Manchmal steht ein Buch ungelesen im Regal – vielleicht nur deswegen, weil der Titel und das Cover recht schlicht aussehen und weder der Autor, noch die Person, um die es in dem Buch geht, irgendwie bekannt ist. Und erst nach Jahren erkennt man mit Erstaunen und Beschämung, welch eine Perle unter den Missionsgeschichten man unbeachtet im Bücherschrank stehen hatte! Genau so ist es mir vor einigen Wochen ergangen …

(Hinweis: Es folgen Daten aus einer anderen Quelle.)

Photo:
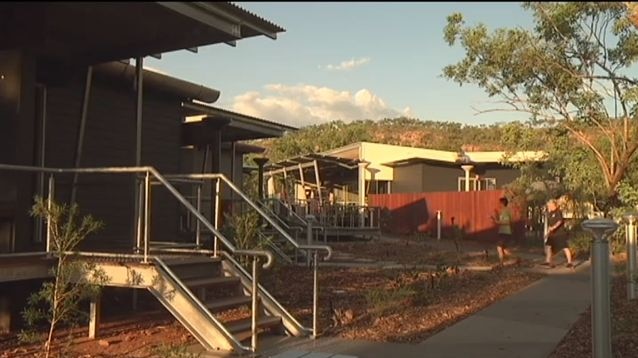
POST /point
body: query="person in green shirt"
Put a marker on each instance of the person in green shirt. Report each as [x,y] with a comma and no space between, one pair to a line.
[503,220]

Die Namen des norwegischen Missionars Oskar Johnson und seiner Frau Solveig – um die es hier geht – findet man in keinem Lexikon deutscher Sprache. Nicht einmal die Lebensdaten von ihnen sind bekannt. Man erfährt nur in diesem zu Herzen gehenden Buch, dass Oskar im 19. Jahrhundert – jung verlobt – von Gott nach Innerafrika gerufen und geführt wurde. Und wie er dort unter unglaublichen Schwierigkeiten und Widerständen bei bisher unerreichten Stämmen die Saat des Evangeliums ausstreute. Viele Jahre schienen erfolglos zu verstreichen, bis Gott plötzlich eine überwältigende Ernte schenkte.

 

Welch dramatischen Umstände Gott benutzen kann, um die Herzen hasserfüllter Männer zu verändern, zeigt der folgende kurze Auszug aus dem Buch. Hier wird geschildert, wie Oskar einem äußerst mordgierigen Stamm gegenüber steht, dessen Krieger entschlossen sind, den weißen Missionar zu töten. W.B.

Text

Gezückte Speere …

Seine letzten Worte verhallten ungehört, denn jetzt brachen die Schwarzen in ein unsinniges Geheul aus und erhoben die Speere, um sie ihm in den Leib zu stoßen. Gerade noch im letzten Augenblick hemmte sie der Anführer durch seine Armbewegung. Er starrte verwundert auf etwas, was hinter Oskars Rücken vorging. Sie senkten die Speere und blickten in dieselbe Richtung. Ihre Gesichter sahen so unbeschreiblich verblüfft aus, dass Oskar sich unwillkürlich umdrehte.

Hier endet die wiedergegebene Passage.